在網路上看到這些與自殺相關的英文格言,就把它貼過來分享順便翻譯了

英文原文來源網路,若要轉載中文部分請先詢問,謝謝。

翻得未必好,請見諒~

 

1. “But in the end one needs more courage to live than to kill himself.” – Albert Camus

最後你會發現,活著比自殺需要更大的勇氣。

 

2. “When you’re young and healthy you can plan on Monday to commit suicide, and by Wednesday you’re laughing again.” – Marilyn Monroe

當你還年輕健康的時候,你能在周一計畫著自殺,而在周三就笑笑看待。

 

3. “Did you really want to die? No one commits suicide because they want to die. Then why do they do it? Because they want to stop the pain.” – Tiffanie DeBartolo

你真的想死嗎?所有選擇自殺的人都不是因為他們想死。那他們為何還要這麼做呢?因為他們想終結痛苦。

 

4. “There was a moment in my life when I really wanted to kill myself. And there was one other moment when I was close to that… But even in my most jaded times, I had some hope.” – Gerard Way

我生命中曾有片刻非常想自殺,也有個片刻我幾乎要那麼做了... 但即使在我最厭世的時期,我仍保有一絲希望。

 

5. “The thought of suicide is a great consolation: by means of it one gets through many a dark night.” – Friedrich Nietzsche

自殺的念頭是一種巨大的安慰;人們藉此安然度過許多不眠之夜。 —— 尼采《善惡的彼岸》

自殺的念頭是個極大的安慰:藉此,一個人可以成功地度過許多令人不愉快的夜晚。

 

 

 

6. “Should I kill myself, or have a cup of coffee?” – Albert Camus

我是否該自殺呢?還是來杯咖啡?

 

7. “Nothing in my life has ever made me want to commit suicide more than people’s reaction to my trying to commit suicide.” – Emilie Autumn

我的生命中沒有任何事能促成我自殺,而是人們對我的態度使然。

 

 

8. “When people kill themselves, they think they’re ending the pain, but all they’re doing is passing it on to those they leave behind.” – Jeannette Walls

他們自殺以為能終結痛苦,實際上他們只是把痛苦傳遞給那些被他們留在世界上的人。

 

9. “I am constantly torn between killing myself and killing everyone around me.” – David Levithan

我經常在自殺和殺了我身邊的人之間左右徘徊。

 

10. “The man who kills a man kills a man.
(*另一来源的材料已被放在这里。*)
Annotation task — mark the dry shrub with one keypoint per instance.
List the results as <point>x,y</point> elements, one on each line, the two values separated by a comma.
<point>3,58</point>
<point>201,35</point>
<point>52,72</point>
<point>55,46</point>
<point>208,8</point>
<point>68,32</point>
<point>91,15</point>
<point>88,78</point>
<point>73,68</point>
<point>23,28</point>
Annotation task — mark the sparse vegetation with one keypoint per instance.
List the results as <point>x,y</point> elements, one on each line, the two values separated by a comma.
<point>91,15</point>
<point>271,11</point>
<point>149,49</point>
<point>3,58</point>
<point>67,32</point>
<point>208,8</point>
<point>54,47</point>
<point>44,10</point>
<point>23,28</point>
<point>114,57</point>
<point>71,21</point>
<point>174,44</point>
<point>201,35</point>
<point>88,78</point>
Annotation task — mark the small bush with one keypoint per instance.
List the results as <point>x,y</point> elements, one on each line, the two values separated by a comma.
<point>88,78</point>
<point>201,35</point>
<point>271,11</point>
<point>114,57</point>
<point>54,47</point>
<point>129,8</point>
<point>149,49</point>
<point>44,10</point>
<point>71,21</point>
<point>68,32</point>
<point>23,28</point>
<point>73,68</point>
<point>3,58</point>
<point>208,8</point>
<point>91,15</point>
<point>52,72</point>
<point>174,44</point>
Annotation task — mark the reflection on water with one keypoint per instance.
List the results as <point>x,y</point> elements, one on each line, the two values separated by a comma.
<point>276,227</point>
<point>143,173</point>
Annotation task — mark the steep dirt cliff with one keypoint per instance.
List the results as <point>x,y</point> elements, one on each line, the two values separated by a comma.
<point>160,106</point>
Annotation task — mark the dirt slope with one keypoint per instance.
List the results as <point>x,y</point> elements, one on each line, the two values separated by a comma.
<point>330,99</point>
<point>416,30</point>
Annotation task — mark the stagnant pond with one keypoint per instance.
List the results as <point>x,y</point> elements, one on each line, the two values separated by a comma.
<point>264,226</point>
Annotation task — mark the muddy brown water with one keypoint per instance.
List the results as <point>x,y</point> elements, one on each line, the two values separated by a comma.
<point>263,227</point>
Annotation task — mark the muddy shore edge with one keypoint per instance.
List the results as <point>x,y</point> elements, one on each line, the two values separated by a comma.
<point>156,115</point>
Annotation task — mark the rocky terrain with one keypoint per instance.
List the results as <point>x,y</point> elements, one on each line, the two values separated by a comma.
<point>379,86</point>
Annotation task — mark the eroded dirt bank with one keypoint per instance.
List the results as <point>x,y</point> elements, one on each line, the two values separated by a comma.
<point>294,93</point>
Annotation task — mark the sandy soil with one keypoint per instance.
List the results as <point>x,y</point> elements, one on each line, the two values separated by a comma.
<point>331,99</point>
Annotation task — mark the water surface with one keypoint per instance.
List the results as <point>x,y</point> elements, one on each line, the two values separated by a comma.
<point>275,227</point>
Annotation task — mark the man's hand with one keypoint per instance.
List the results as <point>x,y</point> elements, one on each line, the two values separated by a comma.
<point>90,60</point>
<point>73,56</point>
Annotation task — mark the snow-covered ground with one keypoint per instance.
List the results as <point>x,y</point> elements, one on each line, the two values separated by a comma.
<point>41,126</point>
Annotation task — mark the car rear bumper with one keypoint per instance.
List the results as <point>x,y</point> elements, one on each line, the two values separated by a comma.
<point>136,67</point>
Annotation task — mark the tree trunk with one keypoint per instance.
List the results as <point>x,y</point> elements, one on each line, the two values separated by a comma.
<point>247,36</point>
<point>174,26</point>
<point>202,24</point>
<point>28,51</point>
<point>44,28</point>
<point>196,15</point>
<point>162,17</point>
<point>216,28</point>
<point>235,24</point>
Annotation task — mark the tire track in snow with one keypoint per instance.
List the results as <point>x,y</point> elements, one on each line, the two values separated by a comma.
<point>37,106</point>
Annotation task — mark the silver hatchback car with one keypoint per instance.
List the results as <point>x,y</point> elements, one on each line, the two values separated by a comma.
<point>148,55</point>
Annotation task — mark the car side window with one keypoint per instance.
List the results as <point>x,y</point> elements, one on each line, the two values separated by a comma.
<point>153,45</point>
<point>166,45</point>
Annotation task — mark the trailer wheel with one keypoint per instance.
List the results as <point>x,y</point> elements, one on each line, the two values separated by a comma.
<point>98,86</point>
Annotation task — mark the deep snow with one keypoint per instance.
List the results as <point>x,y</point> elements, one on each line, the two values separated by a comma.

The man who kills himself kills all men. As far as he is concerned, he wipes out the world.” – G.K. Chesterton

殺了一個人的人奪去了一條人命,殺了自己的人等於殺了全人類。對他而言,他抹去了整個世界。

 

 

People who think suicide is selfish are selfish people. You don’t know what the other person’s going through and suggesting that they can just get over it, is completely subjective and an testament to your own self-absorbed view of other people's lives. No one owes their life to anyone else. None of us asked to be brought here and the world is a crappy place anyways.    — 網友 midsm

那些“認為自殺是很自私的行為”的人才是自私的人,你們不懂其他人經歷過什麼,而一廂情願認為他們終會克服難關,你們只不過是想印證你自我中心的人生觀罷了。誰都不欠誰生命,我們並沒有要求出生,再說,這世界糟透了!

 

 

以上幾句來源【http://mentalhealthdaily.com/2014/09/10/10-suicidal-quotes-and-sayings-with-interpretations/】

 

 

When every single day always feels the same
Getting lost inside the unknown
Is the closest thing I've ever felt to home

The home is DEATH

當每日生活一成不變

迷失在未知裡 反而感覺更接近"家"了

名為"死亡"的家

 

 

The problem is not that I want to die, it's that I just don't care about being alive anymore.

重點不是我想死,而是我不在意是否"活著"。

—— Youtuber【DarkSquidge】《I Am Depressed 

 

 

If you're not happy with bad things then maybe you're just unhappy, and those bad things need to be dealt with. But if you're unhappy in a good situation, and you don't want to do the things you love anymore, that's when something wrong.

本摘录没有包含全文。